Menjadi Pemimpin Efektif dengan Gaya Kepemimpinan Feminis

Gaya Kepemimpinan Feminis

Tentang komunikasi dalam kepemimpinan yang efektif, profesor dari Amerika Serikat Jacqueline dan Milton Mayfield juga menekankan sisi empati dan pembangunan makna ketika pemimpin memberikan pengarahan kepada orang-orang sekitarnya. Berdasarkan penelitian mereka, hal-hal tersebut adalah kunci bagi seorang pemimpin dalam memotivasi para pengikutnya sehingga mereka bisa memberikan yang terbaik sesuai tujuan pemimpin itu sendiri.

Sejalan dengan ini, Dini dari Plan International Indonesia mengatakan, “Kalau terlalu mendikte dan menyuruh, itu enggak bagus, mau dia laki-laki atau perempuan. Yang lebih baik adalah yang consultative, bagaimana dia mempertimbangkan pendapat teman-temannya yang lain.”

Terbuka dengan Hal Baru

Ketika seseorang menjadi pemimpin, bukan berarti ia boleh berpuas diri dan berhenti mempelajari sesuatu. Seiring berjalan kepemimpinannya, pasti perubahan demi perubahan akan terjadi sehingga kemampuan belajar dan beradaptasi dengan situasi dan tuntutan yang ada menjadi hal yang wajib dia miliki. Belajar juga menjadi faktor penting yang berpengaruh terhadap peningkatan kualitas, baik sesuatu yang dihasilkan perusahaan maupun kinerja orang-orang yang bekerja sama dengan si pemimpin. Kemampuan ini tidak hanya mesti dimilikinya sendiri, tetapi juga perlu ditanamkan kepada para pengikutnya agar menjadi bagian kekuatan lain dalam tim.

Baca juga: Sains dan Empati: Senjata Keberhasilan Pemimpin Perempuan Kendalikan COVID-19

Dalam proses belajar, pemimpin juga sepatutnya terbuka terhadap ide dan pendekatan baru. Hal ini merupakan salah satu temuan riset Sunnie Giles, peneliti dan konsultan pengembangan kepemimpinan yang dimuat di Harvard Business Review 2016 lalu terkait 10 kompetensi pemimpin yang dianggap paling penting oleh karyawan. Yang perlu digarisbawahi ketika pemimpin belajar dan berusaha terbuka terhadap ide baru ialah menahan semua penilaian atau prasangka sehingga keberagaman pendapat bisa muncul. 

Dini menambahkan pula, kepercayaan diri memainkan peran penting dalam kepemimpinan, khususnya dari sisi perempuan pemimpin.

“Bisa aja [perempuan] mampu tapi enggak percaya diri. Misalnya ada 10 hal yang diminta di lowongan kerja posisi tertentu, kalau perempuan itu di-tick satu-satu, lalu tambah lagi hal yang dia bisa berdasarkan portfolionya, ada 12, baru dia daftar. Kalau laki-laki kebanyakan dari 10, saya udah punya 6, daftar nih. Biasanya begitu,” kata Dini. 

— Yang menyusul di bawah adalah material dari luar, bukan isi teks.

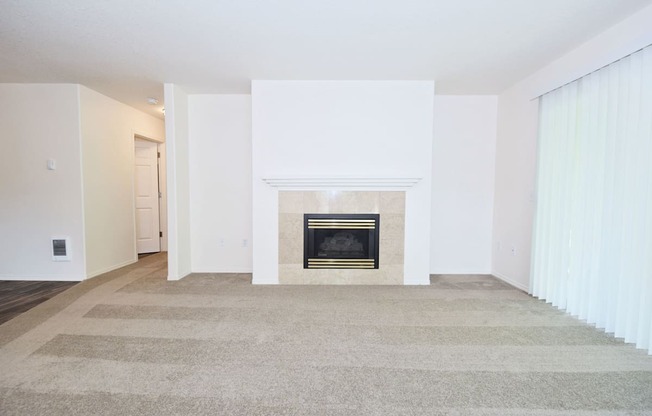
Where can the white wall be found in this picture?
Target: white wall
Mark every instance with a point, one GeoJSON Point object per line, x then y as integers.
{"type": "Point", "coordinates": [107, 136]}
{"type": "Point", "coordinates": [517, 135]}
{"type": "Point", "coordinates": [220, 182]}
{"type": "Point", "coordinates": [39, 122]}
{"type": "Point", "coordinates": [463, 167]}
{"type": "Point", "coordinates": [347, 129]}
{"type": "Point", "coordinates": [178, 182]}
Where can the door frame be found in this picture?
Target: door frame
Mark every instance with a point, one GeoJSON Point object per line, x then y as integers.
{"type": "Point", "coordinates": [162, 200]}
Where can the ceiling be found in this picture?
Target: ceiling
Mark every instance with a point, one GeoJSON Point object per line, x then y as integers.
{"type": "Point", "coordinates": [127, 49]}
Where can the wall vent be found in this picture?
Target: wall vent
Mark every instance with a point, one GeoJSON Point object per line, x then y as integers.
{"type": "Point", "coordinates": [60, 249]}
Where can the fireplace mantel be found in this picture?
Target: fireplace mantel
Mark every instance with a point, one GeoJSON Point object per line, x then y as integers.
{"type": "Point", "coordinates": [335, 182]}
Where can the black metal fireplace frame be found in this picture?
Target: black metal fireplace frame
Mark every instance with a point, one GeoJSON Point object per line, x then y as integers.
{"type": "Point", "coordinates": [341, 263]}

Menjadi pemimpin juga berarti menjadi pengambil keputusan, termasuk dalam situasi-situasi pelik. Misalnya, harus melepaskan sejumlah karyawan di masa krisis, memberitahukan atau tidak berita buruk kepada pihak-pihak berkepentingan, atau soal mengarahkan tujuan perusahaan.

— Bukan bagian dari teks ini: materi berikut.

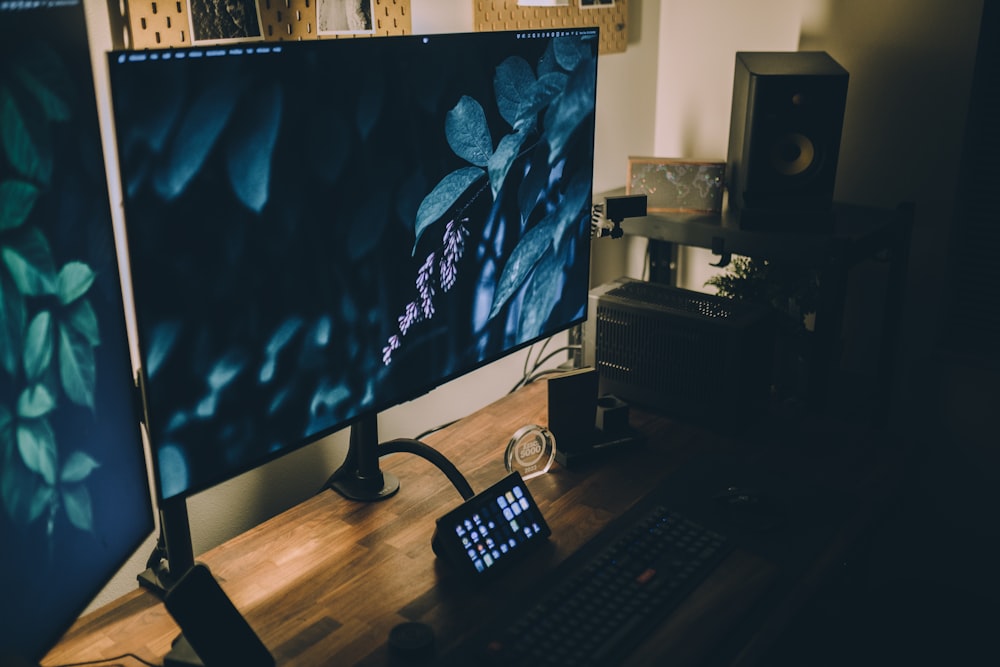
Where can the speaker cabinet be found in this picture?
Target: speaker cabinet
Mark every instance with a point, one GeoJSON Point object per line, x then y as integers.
{"type": "Point", "coordinates": [784, 138]}
{"type": "Point", "coordinates": [694, 356]}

Menurut doktor Psikologi dan pakar manajemen stres, kepemimpinan, dan kewirausahaan Larina Kase dalam Graziadio Business Review, pemimpin yang baik paham cara menyeimbangkan emosi dan alasan logis dalam membuat keputusan yang berdampak tidak hanya pada dirinya, tetapi juga karyawan, konsumen, pihak terkait lainnya, serta organisasi. Ini bukan perkara mudah karena biasanya mendatangkan perubahan, ketidakpastian, kecemasan, stres, bahkan reaksi negatif dari orang lain.